Please do the following and answer the questions:

1. Read in the audio file in /home/sigproc/sjreeves/matlab/learning/eeee.au using auread. (If you followed the instructions in Exercise 1, you should be able to do ee = auread('eeee.au');. This is an audio file of Dr. Reeves saying "eeeee". (If your computer has audio capability, you can listen to the sound with sound. Plot the first 1000 point or so to get an idea of the shape of the signal. What is the approximate period of the signal in samples and in seconds? (The signal is sampled at 8 kHz.)

2. Compute the autocorrelation of ee by computing the cross-correlation of ee with itself using xcorr(). Plot the resulting vector beginning with the mid-point (the origin) up through 1000 points to the right:

   ree = xcorr(ee,ee);
   plot(ree(31422/2+[1:1000]))
   

   Explain how the characteristics of this plot can be explained by the properties of autocorrelations of functions with period components.
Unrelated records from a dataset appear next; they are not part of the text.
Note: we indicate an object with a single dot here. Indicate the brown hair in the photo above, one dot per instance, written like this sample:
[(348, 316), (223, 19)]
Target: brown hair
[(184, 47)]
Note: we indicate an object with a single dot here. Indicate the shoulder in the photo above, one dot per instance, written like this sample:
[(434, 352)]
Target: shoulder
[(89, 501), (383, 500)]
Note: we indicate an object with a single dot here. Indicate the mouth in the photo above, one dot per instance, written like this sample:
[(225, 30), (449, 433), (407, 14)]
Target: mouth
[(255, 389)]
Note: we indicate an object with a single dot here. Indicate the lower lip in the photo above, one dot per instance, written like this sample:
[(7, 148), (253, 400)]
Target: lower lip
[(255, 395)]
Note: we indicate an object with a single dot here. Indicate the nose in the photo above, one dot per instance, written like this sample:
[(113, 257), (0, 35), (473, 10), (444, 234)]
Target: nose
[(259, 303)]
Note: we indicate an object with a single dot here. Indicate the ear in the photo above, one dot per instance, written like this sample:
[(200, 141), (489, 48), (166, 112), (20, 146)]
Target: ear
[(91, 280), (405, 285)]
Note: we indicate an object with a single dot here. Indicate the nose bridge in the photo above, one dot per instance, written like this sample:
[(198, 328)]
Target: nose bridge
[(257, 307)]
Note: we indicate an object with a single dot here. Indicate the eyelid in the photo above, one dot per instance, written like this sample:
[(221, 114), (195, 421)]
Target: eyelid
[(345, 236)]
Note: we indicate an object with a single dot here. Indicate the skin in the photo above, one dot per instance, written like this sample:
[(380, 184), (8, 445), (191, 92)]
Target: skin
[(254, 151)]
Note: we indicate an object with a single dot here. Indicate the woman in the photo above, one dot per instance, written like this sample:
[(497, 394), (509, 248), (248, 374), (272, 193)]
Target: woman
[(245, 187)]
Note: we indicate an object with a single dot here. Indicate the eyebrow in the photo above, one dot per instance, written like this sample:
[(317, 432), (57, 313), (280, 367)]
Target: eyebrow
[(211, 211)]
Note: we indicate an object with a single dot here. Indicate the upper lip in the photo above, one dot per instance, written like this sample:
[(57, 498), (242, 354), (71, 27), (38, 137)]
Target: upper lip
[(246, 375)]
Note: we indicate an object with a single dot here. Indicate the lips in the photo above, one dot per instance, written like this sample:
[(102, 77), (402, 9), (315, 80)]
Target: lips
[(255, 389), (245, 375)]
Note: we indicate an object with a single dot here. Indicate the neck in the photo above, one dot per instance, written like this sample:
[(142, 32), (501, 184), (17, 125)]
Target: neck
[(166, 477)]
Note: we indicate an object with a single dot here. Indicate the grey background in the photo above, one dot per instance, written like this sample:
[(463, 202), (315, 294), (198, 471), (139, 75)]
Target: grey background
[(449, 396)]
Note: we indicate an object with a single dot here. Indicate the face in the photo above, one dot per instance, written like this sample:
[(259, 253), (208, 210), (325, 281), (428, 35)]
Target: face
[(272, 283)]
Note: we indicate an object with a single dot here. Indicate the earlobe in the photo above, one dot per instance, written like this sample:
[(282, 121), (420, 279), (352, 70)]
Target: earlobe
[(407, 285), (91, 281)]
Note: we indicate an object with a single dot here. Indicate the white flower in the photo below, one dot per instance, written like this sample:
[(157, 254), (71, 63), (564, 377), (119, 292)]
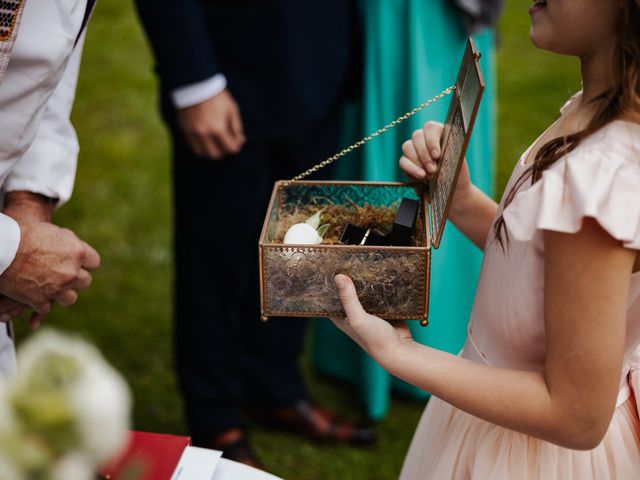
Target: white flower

Can you identify the period from the autocorrelation plot?

3. Find the spectral density of ee using spectrum(). To plot, do the following:

   [spectee,f] = spectrum(ee,ee);
   semilogy(f/2,spectee(:,1))
   

   The frequencies are labeled in cycles per sample. Can you figure out the fundamental frequency (and period from the plot)?

4. As you can see, the phoneme (unit of speech) "eeee" has a very distinct spectral shape. Read in the file 'ohhhh.au' and compare the spectrum, the waveform, and the autocorrelation. Describe any clear differences.

5. Suggest another exercise that would help you understand this material better.